New Zealand Defence Force: Progress with the Defence Sustainability Initiative.

In this Part, we discuss whether NZDF was able to maintain deployment capability during the foundations phase.

NZDF sustained the deployments required by the Government during the foundations phase. This came at a cost: progress in other areas was slower than NZDF had planned.

One of NZDF's main roles is to deploy military forces at the Government's direction.

At the start of the Initiative, Cabinet wanted NZDF to maintain deployment commitments throughout the Initiative at levels no lower than those that existed in February 2005, which involved 11.7% of the Regular Force's personnel.

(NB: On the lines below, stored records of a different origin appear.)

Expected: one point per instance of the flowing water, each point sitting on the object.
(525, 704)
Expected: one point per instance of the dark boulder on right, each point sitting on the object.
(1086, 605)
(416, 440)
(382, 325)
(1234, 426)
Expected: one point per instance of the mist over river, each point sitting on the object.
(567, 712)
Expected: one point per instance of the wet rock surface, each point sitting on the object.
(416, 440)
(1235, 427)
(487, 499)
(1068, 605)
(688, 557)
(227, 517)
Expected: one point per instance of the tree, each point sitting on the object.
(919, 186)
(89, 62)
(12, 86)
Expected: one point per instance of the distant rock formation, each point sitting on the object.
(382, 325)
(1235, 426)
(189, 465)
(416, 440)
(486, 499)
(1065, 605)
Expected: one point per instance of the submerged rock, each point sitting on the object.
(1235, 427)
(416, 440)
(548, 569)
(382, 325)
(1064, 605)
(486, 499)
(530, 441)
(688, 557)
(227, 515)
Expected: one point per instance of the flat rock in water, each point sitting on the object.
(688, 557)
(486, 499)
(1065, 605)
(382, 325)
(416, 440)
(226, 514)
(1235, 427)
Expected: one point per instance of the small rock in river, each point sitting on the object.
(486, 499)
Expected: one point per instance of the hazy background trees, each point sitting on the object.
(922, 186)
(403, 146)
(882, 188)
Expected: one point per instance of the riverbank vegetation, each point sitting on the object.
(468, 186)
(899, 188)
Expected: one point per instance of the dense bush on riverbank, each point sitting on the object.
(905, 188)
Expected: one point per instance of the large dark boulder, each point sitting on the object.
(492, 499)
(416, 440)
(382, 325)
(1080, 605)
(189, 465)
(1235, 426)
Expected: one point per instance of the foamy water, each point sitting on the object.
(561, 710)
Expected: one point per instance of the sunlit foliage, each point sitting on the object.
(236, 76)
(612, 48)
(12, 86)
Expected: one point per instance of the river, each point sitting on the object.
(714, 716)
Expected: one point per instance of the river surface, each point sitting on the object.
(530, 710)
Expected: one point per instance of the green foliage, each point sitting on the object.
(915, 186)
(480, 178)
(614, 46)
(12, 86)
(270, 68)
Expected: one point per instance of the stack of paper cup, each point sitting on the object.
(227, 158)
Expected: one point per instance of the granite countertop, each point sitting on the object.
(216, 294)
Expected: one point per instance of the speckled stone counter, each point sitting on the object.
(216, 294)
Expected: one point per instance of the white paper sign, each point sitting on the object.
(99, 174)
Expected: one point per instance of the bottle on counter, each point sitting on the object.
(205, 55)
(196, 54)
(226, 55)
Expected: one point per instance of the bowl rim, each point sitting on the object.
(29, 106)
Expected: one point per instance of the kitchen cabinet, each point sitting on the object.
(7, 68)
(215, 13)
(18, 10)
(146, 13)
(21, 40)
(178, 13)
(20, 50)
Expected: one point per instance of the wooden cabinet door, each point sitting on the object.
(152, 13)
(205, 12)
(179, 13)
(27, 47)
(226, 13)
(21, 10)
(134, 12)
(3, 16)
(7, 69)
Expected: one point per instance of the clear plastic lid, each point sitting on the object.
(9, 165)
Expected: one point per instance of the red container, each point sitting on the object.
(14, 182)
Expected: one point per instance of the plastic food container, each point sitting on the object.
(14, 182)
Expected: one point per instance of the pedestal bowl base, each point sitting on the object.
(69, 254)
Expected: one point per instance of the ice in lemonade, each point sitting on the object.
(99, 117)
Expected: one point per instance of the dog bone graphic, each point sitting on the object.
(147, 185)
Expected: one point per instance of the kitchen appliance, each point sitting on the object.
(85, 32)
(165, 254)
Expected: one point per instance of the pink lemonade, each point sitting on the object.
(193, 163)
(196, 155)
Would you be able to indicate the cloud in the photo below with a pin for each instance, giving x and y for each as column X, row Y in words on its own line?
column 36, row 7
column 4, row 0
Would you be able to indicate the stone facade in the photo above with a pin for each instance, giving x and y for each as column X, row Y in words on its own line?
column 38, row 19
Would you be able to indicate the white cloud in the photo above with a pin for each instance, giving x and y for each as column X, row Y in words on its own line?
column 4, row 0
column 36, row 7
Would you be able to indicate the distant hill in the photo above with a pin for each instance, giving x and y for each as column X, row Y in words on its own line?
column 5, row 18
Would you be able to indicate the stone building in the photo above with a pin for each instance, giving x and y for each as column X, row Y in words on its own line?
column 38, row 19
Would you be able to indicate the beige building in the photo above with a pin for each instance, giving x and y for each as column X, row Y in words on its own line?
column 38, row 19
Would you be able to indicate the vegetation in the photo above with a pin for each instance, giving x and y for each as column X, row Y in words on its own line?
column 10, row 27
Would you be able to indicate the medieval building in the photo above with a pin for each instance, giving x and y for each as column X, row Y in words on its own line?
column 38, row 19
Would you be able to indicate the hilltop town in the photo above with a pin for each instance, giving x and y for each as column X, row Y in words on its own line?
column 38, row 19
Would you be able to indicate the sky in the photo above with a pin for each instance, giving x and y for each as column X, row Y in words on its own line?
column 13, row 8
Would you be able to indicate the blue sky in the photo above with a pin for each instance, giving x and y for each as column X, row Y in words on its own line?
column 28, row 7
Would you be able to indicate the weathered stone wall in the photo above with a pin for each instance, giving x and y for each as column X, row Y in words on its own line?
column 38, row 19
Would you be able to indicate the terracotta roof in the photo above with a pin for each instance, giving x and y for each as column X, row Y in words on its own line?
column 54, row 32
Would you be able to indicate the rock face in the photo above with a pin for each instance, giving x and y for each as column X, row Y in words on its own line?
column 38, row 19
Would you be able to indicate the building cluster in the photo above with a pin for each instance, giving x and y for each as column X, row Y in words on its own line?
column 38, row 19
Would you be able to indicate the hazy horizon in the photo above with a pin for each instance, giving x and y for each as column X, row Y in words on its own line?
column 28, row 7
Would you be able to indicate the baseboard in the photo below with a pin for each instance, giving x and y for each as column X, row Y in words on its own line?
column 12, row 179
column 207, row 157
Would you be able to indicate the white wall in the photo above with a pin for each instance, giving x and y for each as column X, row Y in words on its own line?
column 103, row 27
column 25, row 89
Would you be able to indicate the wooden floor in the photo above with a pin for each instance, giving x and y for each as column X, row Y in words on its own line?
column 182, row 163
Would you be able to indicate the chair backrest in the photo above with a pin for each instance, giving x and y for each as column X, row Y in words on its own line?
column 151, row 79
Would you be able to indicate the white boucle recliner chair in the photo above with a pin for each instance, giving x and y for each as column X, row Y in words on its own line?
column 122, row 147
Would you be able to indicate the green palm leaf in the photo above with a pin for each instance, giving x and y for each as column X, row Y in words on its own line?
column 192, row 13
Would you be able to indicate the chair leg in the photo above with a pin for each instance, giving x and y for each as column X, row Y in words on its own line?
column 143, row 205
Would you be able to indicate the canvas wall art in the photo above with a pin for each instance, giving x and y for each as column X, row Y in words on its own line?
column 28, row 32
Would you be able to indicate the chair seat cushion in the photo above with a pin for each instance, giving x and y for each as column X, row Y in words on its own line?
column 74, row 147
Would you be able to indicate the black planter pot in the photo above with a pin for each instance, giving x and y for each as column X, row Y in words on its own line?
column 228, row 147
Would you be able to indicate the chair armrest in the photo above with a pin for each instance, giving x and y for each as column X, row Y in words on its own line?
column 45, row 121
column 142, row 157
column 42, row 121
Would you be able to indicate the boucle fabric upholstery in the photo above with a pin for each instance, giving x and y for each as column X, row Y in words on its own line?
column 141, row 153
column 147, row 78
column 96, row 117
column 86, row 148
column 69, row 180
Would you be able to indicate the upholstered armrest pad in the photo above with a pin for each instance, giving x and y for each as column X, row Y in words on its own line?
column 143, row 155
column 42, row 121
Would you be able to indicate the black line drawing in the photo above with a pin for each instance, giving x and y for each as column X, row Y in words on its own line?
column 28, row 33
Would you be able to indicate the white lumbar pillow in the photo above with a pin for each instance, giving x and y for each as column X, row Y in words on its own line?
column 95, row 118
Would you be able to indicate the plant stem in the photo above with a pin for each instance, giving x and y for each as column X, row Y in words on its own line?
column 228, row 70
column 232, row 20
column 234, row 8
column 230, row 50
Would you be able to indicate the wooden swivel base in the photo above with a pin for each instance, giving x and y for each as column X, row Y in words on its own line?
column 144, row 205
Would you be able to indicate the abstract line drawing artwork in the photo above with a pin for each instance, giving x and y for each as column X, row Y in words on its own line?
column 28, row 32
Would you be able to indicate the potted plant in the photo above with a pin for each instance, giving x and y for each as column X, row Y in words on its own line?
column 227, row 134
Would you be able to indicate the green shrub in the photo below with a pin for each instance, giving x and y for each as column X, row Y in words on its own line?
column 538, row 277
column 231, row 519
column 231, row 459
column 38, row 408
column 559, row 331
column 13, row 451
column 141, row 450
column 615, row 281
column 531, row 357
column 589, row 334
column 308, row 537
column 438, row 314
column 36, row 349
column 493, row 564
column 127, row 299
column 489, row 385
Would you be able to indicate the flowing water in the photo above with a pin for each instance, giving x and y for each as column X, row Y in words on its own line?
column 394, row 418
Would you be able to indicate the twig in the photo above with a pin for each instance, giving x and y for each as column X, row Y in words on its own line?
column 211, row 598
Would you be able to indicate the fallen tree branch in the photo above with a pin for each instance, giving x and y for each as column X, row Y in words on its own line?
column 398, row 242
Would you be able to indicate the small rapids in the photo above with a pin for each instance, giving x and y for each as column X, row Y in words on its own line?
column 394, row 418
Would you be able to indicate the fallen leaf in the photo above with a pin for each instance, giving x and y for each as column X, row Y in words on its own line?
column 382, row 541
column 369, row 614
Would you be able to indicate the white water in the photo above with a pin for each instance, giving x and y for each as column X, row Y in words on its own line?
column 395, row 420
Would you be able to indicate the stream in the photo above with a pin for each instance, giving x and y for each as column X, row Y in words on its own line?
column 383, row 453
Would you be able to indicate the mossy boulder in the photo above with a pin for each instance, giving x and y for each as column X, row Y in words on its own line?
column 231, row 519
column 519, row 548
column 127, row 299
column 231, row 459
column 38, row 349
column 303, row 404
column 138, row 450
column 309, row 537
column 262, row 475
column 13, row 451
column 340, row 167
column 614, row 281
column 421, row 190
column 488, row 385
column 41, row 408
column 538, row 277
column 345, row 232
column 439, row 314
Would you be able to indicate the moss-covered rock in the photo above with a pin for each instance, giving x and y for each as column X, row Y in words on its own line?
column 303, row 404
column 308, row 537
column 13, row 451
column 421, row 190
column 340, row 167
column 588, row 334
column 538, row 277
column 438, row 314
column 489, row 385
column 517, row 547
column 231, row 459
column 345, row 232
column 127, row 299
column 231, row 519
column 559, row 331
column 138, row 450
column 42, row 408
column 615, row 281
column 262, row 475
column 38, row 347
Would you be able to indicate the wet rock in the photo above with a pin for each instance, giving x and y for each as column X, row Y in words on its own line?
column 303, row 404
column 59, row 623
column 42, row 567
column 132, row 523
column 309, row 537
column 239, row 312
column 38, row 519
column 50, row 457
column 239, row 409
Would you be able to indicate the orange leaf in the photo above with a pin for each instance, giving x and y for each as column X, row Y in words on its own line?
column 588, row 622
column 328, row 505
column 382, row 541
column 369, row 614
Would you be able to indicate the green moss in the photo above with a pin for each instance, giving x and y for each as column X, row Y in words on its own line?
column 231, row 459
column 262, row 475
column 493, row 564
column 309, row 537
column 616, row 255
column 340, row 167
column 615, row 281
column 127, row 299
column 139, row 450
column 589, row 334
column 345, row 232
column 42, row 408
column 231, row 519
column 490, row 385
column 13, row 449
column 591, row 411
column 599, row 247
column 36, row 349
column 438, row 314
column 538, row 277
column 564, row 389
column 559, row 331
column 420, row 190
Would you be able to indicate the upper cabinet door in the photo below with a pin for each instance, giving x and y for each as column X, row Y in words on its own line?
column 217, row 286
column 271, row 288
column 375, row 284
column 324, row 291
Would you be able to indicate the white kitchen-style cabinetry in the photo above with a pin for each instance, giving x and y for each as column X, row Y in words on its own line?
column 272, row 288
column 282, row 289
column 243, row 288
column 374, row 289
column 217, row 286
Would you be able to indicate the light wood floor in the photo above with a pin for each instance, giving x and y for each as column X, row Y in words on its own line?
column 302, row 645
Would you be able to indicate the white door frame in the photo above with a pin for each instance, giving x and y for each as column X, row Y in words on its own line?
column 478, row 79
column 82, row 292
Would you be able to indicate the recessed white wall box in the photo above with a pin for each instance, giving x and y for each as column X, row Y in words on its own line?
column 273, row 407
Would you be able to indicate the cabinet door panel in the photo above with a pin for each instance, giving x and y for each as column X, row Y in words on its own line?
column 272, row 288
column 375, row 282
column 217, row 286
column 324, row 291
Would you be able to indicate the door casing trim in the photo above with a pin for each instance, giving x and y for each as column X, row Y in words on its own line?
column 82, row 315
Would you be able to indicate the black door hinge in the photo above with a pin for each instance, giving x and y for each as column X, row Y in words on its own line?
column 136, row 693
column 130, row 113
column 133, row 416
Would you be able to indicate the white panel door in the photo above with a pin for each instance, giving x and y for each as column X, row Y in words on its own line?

NZDF exceeded the Government's deployment expectations during the foundations phase. The percentage of Regular Force personnel deployed was:

  • 12.4% as at 30 June 2006;
  • 15.8% as at 30 June 2007; and
  • 17.2% as at 30 June 2008.

The Air Force, Army, and Navy did not deploy equal numbers or proportions of personnel. Generally, the Army contributed more personnel. For example, in 2007/08, while the deployment rate for the Regular Force overall was about 17%, the deployment rate for the Army was between 17% and 25%.

During the foundations phase, NZDF could not sustain deployments using only Regular Force personnel. It needed to use personnel from the Reserve Force as well.

Maintaining deployments at these levels slowed NZDF's progress in restoring military and corporate capability because it needed more of its personnel to manage and sustain deployments. This left fewer staff available for the Initiative's improvement projects. It also left fewer personnel available to prepare for potential new deployments, which we discuss in Part 3.

We explain the effects of deployments on NZDF in Appendix 2.